Extract parameter simulations from the joint precision matrix
Source:R/gather-spread.R
gather_sims.Rd
spread_sims()
returns a wide-format data frame. gather_sims()
returns a
long-format data frame. The format matches the format in the tidybayes
spread_draws()
and gather_draws()
functions.
Usage
spread_sims(object, nsim = 200, n_sims = deprecated())

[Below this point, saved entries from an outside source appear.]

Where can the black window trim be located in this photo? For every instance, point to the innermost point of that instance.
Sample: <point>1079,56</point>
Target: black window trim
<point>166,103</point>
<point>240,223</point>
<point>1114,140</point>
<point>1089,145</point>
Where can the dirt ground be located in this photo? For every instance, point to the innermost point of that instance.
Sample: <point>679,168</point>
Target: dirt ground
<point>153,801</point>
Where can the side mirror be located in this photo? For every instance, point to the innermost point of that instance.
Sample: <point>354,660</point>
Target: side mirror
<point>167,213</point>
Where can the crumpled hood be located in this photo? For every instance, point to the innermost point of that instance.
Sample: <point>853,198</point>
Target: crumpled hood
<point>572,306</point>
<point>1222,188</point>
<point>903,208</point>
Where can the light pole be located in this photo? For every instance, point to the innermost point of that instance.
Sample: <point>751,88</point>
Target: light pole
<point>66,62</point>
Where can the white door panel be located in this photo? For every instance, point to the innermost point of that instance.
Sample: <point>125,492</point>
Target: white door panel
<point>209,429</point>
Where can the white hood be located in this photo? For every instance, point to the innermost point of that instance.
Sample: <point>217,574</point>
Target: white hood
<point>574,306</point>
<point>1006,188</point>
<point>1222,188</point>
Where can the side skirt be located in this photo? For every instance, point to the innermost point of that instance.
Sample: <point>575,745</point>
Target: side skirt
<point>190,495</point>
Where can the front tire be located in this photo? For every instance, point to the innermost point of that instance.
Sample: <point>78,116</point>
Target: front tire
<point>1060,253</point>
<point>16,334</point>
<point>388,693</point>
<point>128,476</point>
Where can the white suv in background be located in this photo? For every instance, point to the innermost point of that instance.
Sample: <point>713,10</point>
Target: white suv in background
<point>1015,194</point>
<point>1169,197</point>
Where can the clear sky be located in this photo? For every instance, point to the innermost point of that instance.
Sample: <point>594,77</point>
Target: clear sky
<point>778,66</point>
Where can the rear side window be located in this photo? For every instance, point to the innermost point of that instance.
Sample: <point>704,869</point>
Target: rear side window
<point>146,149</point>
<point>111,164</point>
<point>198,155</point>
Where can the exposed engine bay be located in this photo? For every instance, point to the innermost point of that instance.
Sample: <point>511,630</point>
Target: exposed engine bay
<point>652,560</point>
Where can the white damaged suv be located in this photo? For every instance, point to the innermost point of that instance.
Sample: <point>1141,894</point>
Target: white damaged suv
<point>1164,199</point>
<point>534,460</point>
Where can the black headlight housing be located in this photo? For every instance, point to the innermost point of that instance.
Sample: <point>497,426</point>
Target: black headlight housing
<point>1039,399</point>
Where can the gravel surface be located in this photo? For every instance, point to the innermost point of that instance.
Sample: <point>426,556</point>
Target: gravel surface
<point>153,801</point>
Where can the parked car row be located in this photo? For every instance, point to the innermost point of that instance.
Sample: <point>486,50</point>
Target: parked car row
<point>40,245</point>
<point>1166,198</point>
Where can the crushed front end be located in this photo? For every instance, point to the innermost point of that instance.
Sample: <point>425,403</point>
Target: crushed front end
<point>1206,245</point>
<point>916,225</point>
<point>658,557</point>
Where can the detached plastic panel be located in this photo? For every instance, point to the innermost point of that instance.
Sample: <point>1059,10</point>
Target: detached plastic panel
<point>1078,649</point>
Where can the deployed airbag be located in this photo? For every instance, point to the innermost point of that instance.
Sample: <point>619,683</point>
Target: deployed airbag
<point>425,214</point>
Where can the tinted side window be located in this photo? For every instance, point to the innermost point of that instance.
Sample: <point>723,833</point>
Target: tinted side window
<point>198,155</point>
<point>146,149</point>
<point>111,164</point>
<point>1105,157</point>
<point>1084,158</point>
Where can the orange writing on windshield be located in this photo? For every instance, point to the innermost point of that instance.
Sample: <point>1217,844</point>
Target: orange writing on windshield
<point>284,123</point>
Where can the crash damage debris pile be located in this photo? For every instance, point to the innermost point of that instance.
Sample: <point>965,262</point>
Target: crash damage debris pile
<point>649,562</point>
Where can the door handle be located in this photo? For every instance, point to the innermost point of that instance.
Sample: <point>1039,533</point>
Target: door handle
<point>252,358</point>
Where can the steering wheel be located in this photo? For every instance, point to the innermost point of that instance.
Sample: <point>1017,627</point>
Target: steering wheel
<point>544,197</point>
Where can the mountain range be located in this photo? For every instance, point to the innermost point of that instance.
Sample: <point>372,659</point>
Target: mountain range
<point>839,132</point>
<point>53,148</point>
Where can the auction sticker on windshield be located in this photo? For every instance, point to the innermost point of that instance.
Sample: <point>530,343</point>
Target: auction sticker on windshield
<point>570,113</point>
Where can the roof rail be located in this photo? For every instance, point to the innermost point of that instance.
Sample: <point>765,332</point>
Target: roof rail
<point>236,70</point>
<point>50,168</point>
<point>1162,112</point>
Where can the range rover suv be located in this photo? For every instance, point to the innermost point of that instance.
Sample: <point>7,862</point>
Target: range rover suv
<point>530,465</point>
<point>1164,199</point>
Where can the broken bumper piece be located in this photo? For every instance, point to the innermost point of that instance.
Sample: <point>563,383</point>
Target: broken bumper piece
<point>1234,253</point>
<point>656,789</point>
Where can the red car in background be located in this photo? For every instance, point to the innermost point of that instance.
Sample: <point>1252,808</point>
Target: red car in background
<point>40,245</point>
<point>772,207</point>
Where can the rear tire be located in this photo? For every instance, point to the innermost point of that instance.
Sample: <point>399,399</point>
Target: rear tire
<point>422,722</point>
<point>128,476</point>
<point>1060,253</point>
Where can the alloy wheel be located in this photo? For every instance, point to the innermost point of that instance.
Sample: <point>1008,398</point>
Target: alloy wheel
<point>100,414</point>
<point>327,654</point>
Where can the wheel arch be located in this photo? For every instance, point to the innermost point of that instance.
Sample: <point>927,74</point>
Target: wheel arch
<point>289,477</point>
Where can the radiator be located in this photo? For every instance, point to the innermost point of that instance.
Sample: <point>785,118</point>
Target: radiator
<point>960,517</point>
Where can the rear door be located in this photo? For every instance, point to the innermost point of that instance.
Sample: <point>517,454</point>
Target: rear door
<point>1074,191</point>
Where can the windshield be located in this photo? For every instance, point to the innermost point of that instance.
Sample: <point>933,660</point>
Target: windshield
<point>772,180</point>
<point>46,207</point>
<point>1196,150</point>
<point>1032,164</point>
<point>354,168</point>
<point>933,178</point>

gather_sims(object, nsim = 200, n_sims = deprecated())
Arguments
- object
Output from
sdmTMB()
.- nsim
The number of simulation draws.
- n_sims
Deprecated: please use
nsim
.
Value
A data frame. gather_sims()
returns a long-format data frame:
.iteration
: the sample ID.variable
: the parameter name.value
: the parameter sample value
spread_sims()
returns a wide-format data frame:
.iteration
: the sample IDcolumns for each parameter with a sample per row
Examples
m <- sdmTMB(density ~ depth_scaled,
data = pcod_2011, mesh = pcod_mesh_2011, family = tweedie())
head(spread_sims(m, nsim = 10))
#> .iteration X.Intercept. depth_scaled range phi tweedie_p sigma_O
#> 1 1 2.947281 -0.6113464 21.28292 14.96395 1.579234 2.649385
#> 2 2 2.867277 -0.7282022 50.56038 15.63864 1.583225 1.871312
#> 3 3 2.570547 -0.5759993 81.02526 13.86308 1.582175 1.204293
#> 4 4 3.305925 -0.5416168 26.01008 16.21788 1.588699 1.674452
#> 5 5 2.870912 -0.7513359 35.35486 15.06749 1.595577 2.000633
#> 6 6 2.901625 -0.7516155 25.05987 14.38858 1.614982 2.741510
head(gather_sims(m, nsim = 10))
#> .iteration .variable .value
#> 1 1 X.Intercept. 3.120602
#> 2 2 X.Intercept. 3.072890
#> 3 3 X.Intercept. 2.688049
#> 4 4 X.Intercept. 3.006871
#> 5 5 X.Intercept. 3.120740
#> 6 6 X.Intercept. 2.509646
samps <- gather_sims(m, nsim = 1000)
if (require("ggplot2", quietly = TRUE)) {
ggplot(samps, aes(.value)) + geom_histogram() +
facet_wrap(~.variable, scales = "free_x")
}
#> `stat_bin()` using `bins = 30`. Pick better value with `binwidth`.